A major impediment to success in meeting objectives was the lack of standardization in document indexing. With a staggering 300+ different document types in use across the company, with disparities between documents handled by field adjusters and internal admin teams, maintaining accuracy and efficiency was a daily challenge.
Key documents that are vital for underwriting decisions—including ACORD forms, Statements of Value (SOVs), and loss runs—required meticulous, painstaking manual data extraction. This placed a heavy administrative burden on associate underwriters, which diverted their focus away from a key responsibility, critical risk evaluation.
Furthermore, they needed better visibility and accuracy of the data flowing between their core systems, including their Guidewire platform. The high volume of documents, potentially surpassing 400,000 per year even outside of CAT season peaks, exacerbated inefficiencies, which impacted turnaround times and the teams’ ability to swiftly respond to policyholder needs during their most vulnerable moments. In this present state, the carrier’s existing system struggled to keep up with typical daily volumes, let alone the overwhelming surge experienced during the June through November hurricane season.
The Solution
Faced with rising demands and an overburdened workforce, the insurer turned to Roots for a dedicated partner to transform their underwriting and claims operations. Roots proposed an innovative advanced AI Agent platform powered by Roots’ proprietary generative AI model specifically trained for the complex terminology and processes common in the insurance industry, InsurGPT™. This was more than just the introduction of a new tool; it signaled a new level of operational efficiency.
The Roots’ solution was delivered in phases to address the insurer’s most pressing needs systematically.
Phase one focused on Claims Indexing. Roots’ AI agents were seamlessly integrated to pull incoming emails via API. They then automatically extracted basic claim data from a multitude of document types and intelligently classified these documents using an AI model, and classification categories tailored to the insurer’s specific business needs. This rapidly applied much-needed consistency, standardizing document types across both adjusters and administrative teams. All extracted data and classification types were converted into a structured JSON format and were seamlessly transmitted back to key systems, significantly enhancing data flow and utility within their Guidewire environment.

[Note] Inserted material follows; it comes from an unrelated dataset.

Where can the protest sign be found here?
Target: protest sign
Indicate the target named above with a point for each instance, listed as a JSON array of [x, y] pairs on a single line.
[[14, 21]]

Phase two tackled Commercial Underwriting Processing. As with claims indexing, Roots’ AI Agents rapidly automated the entire lifecycle of underwriting submission emails including multiple attachments that typically accompanied these forms. The Roots AI Agent intelligently handled submissions intake attachments, accurately identified complex forms, ACORD forms and schedules of values (SOVs), and extracted the needed data with a high-level of precision. The system even performed automated 3rd-party entity searches against the Division of Corporations database, further reducing manual underwriting work. As with claims, all underwriting data was converted to JSON format and fed back to key systems, transforming previously unstructured, cumbersome data into actionable, strategic insights.
The impact was significant, and the insurer saw a:
- 70%+ increase for claims document processing capacity
- 60%+ increase in underwriting document processing capacity
- Significant reduction in manual document processing activities
- Virtual elimination of submissions clearance backlogs
- Improvement in the consistency and accuracy of classification activities
Working with Roots empowered the insurer’s teams, automating numerous critical labor-intensive processes to shift their focus from tedious data entry to more complex decision-making and policyholder service activities. The insurer could now confidently pursue business growth without a corresponding increase in headcount, all while significantly enhancing operational speed, data accuracy, and the overall quality of their decision-making.